An architectural style that structures an application as a suite of small, independently deployable services — each with a single business responsibility, its own data store, and communicating over lightweight APIs or messaging.

What Problem Does It Solve?

As applications grow, the monolith becomes a liability. A single-WAR deployment means a bug in the reporting module can bring down the payment module. A team working on the user profile service must coordinate every release with the team working on product search. Scaling the checkout page requires scaling the entire application — including unrelated services.

Microservices decompose the monolith along business boundaries. Each service deploys, scales, and fails independently. A team owns a service end to end — from the database schema to the API contract. The goal is to maximize team autonomy and minimize blast radius when things go wrong.

What Is It?

A microservice is a small, autonomous service that:

  • Does one thing and does it well (bounded context, per Domain-Driven Design)
  • Owns its own data store — no shared databases between services
  • Communicates with other services via APIs (REST, gRPC) or messaging (Kafka, RabbitMQ)
  • Deploys independently — a change to one service doesn't require redeploying others
  • Fails independently — a failing service degrades gracefully rather than crashing everything

Analogy

Think of a restaurant. A monolith is like a single chef who cooks all courses, takes orders, manages the wine list, and handles billing. If the chef calls in sick, the restaurant closes. Microservices are like individual specialists — a head chef, a sommelier, a cashier — each doing one job. If the sommelier is unavailable, diners still eat; they just don't get wine recommendations.

How It Works

Service Decomposition

Services are identified along bounded contexts from Domain-Driven Design (DDD). The boundary for a UserService includes everything about user identity and authentication. The OrderService owns order lifecycle. They communicate but don't share tables.

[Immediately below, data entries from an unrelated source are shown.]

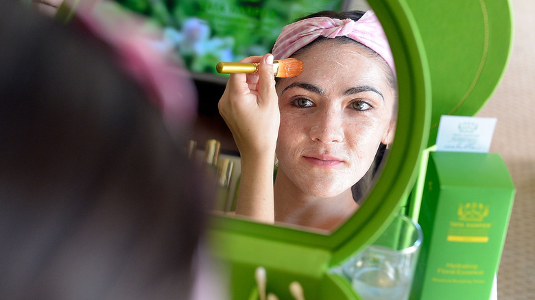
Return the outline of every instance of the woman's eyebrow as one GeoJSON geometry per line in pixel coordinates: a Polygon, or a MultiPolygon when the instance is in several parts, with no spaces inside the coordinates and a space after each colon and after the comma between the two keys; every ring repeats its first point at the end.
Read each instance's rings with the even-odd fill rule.
{"type": "Polygon", "coordinates": [[[323,90],[322,90],[319,86],[302,82],[294,82],[293,84],[285,88],[282,92],[283,93],[285,91],[286,91],[286,90],[292,88],[301,88],[316,94],[323,95],[323,90]]]}
{"type": "Polygon", "coordinates": [[[347,96],[353,94],[358,94],[362,92],[373,92],[381,96],[381,98],[383,99],[383,101],[385,101],[385,97],[383,96],[383,93],[373,86],[359,86],[348,88],[344,92],[344,95],[347,96]]]}

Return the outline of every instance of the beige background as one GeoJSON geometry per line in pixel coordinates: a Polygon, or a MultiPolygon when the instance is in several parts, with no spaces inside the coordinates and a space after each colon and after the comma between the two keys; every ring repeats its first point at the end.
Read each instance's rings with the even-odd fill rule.
{"type": "Polygon", "coordinates": [[[512,0],[509,65],[477,114],[497,117],[491,152],[501,153],[516,195],[498,272],[499,300],[535,299],[535,1],[512,0]]]}

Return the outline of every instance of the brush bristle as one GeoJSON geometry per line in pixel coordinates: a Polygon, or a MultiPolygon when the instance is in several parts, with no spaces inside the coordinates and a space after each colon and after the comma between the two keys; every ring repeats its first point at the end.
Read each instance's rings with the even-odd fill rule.
{"type": "Polygon", "coordinates": [[[285,58],[278,61],[278,77],[294,77],[302,72],[302,62],[295,58],[285,58]]]}

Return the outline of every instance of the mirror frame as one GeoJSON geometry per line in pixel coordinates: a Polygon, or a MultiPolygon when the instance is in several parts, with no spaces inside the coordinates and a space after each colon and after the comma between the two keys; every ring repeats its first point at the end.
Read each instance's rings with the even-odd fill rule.
{"type": "Polygon", "coordinates": [[[328,234],[222,215],[211,216],[209,234],[211,231],[224,239],[226,234],[245,236],[321,249],[331,253],[329,264],[333,266],[373,240],[407,198],[429,136],[431,90],[427,60],[416,22],[404,0],[368,0],[368,3],[381,22],[392,49],[399,110],[388,162],[364,204],[328,234]]]}

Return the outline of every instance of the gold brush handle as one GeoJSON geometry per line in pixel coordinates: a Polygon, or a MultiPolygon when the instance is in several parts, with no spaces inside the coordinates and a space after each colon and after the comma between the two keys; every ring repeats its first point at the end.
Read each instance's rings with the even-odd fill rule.
{"type": "Polygon", "coordinates": [[[222,74],[252,73],[258,71],[258,63],[219,62],[215,70],[222,74]]]}
{"type": "MultiPolygon", "coordinates": [[[[219,62],[215,66],[215,70],[221,74],[237,74],[258,72],[258,62],[219,62]]],[[[278,71],[278,61],[273,62],[273,72],[275,75],[278,71]]]]}

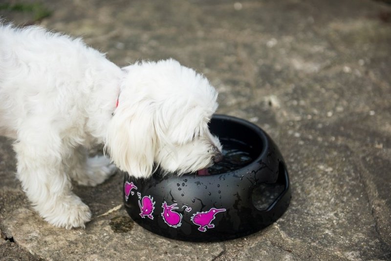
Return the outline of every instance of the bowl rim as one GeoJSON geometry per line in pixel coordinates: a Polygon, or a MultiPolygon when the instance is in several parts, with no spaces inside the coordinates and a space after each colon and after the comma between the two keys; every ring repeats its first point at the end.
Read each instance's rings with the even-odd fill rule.
{"type": "MultiPolygon", "coordinates": [[[[259,127],[258,126],[250,122],[249,121],[244,120],[243,119],[240,119],[240,118],[238,118],[237,117],[235,117],[234,116],[230,116],[225,114],[214,114],[212,115],[212,118],[211,119],[211,121],[212,121],[214,118],[216,118],[218,120],[226,120],[232,122],[234,122],[236,123],[238,123],[248,128],[248,129],[251,129],[252,130],[254,131],[255,132],[255,134],[258,135],[261,139],[262,142],[262,147],[261,148],[261,151],[260,152],[258,156],[257,157],[254,158],[248,164],[246,164],[245,165],[241,167],[238,169],[235,169],[234,170],[232,170],[231,171],[226,172],[223,172],[221,173],[219,173],[218,174],[213,174],[212,175],[202,175],[202,176],[208,176],[210,175],[224,175],[226,174],[230,174],[231,173],[234,172],[241,172],[243,171],[244,169],[248,169],[250,168],[251,166],[254,164],[256,164],[257,162],[259,162],[260,160],[264,157],[265,153],[266,152],[267,150],[266,149],[269,146],[269,139],[266,136],[267,134],[264,130],[263,130],[261,127],[259,127]]],[[[216,135],[217,136],[217,137],[219,137],[218,135],[212,133],[214,135],[216,135]]],[[[233,138],[236,138],[235,137],[233,138]]],[[[236,139],[238,140],[241,141],[240,139],[236,139]]]]}

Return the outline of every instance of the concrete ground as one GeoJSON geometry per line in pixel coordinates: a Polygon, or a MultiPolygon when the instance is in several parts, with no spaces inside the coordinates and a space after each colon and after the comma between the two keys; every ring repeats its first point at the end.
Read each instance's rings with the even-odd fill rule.
{"type": "Polygon", "coordinates": [[[24,12],[3,5],[0,14],[83,36],[120,65],[173,57],[202,72],[219,92],[219,113],[255,123],[278,144],[293,197],[255,234],[183,242],[133,223],[120,207],[116,175],[96,188],[75,185],[93,215],[86,229],[56,228],[32,210],[11,141],[1,138],[0,260],[391,260],[391,5],[54,2],[24,12]],[[39,16],[43,9],[50,16],[39,16]]]}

Caption: Typical microservices topology — an API Gateway routes external requests; each service owns its own database; async events (Kafka) decouple services that don't need a synchronous response.

Communication Patterns

PatternWhen to useTechnology
Synchronous RESTQuery needs immediate response (user login, price lookup)Spring MVC, Spring WebFlux, Feign
Synchronous gRPCHigh-throughput internal calls, strict schema contractsgRPC + Protocol Buffers
Async messagingCommands that don't need an immediate answer (send email, update inventory)Kafka, RabbitMQ
Event-drivenNotifying other services about state changes (order placed, user registered)Kafka topics / Spring Events

Service Discovery

Services don't hard-code each other's addresses. A service registry (Eureka, Consul) lets each service register itself on startup and discover others by name.

Caption: Service discovery — Order Service asks the registry for User Service's address at runtime instead of hard-coding it, enabling zero-downtime deployments and horizontal scaling.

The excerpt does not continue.